Tuesday, March 1, 2011

Reading a Book

One madness worthy of practice in the search of sanity is to do something so very rarely done it might be dubbed miraculous. That is actually to read one of the famous books everybody knows all about but only scholars ever read—and possibly they only do so because other scholars might then discover that they hadn’t, and then it would be Katie bar the door. March is a good time to start.

Contrarian that I am, I did that a while back, last fall, and read Alice in Wonderland by Lewis Carroll. Yep, the paper version, cover to cover. I have an ancient version with illustrations from the 1865 original. It’s not in very good shape, and if I took it to the Antiques Roadshow the next time it swings by, I wouldn’t get on camera with it. Where it comes from I don’t know, but on its blank outer page is a touching inscription in pencil in a rather childish hand:

FROM S. CLAUS
To
Margaret
Victoria
Mauder
December 25, 1909
Braymer
Ma

It’s a fascinating experience to read a book like that in a quiet room, no music, you know what I mean. Reading is emphatically not the same as watching a movie, and the qualities that arise from the experience are radically different. For this very reason, I’ve always avoided movies made of classics, most recently shunning Lord of the Rings. Alice is a slender little book, a mere 159 pages in extent—and mad, mad, mad in that sense of the word suggesting that it presents a Higher Sanity.

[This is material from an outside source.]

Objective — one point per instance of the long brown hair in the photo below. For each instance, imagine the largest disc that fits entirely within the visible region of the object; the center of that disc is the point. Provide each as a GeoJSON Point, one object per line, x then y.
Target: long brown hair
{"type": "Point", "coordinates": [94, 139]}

Written as it was in the mid-nineteenth century—thus far enough back in time so that its relevance to current times might seen rather dubious—it is doubly effective as a portrait, no doubt, of social life in its time—and in ours, squared. Carroll was just falling into the rabbit hole and, on the historical time scale, described just the first few moments of that fall. We, by contrast, are in Wonderland. But it’s already all there: swimming in our own pools of tears, the caucus race which is, by definition, in a circle and everybody wins (then) and loses (now), the meaningless but harsh-sounding commands from above, the tea party that never ends, the house of cards. Some of the verse is amazing; it takes real genius to imitate the sound of sense while depriving each sentence of all coherent meaning.

What struck me as one quality of this book that simply can’t be captured in a movie is the relentless nature of the madness depicted. It goes on and on and on—and yet entertainingly, absorbingly, full of sound and fury, action and event. On and on. Unrelenting. Meaningless—except to show in dire mixture human values boiling away in mindless bursts of inanity. The script of today written a century-and-a-half ago.

To refresh my memory, I took a look at Disney’s treatment of the subject in cartoons and films, looking at trailers. It had me nodding my head. Alice in Wonderland these weren’t. Not as written. Not as experienced by those who’ve read the books. I look forward to reading the next great book I know all about but have never opened. Beats cable, every time.

1 comment:

  1. Yes, a caucus race overseen by a Dodo. How fitting.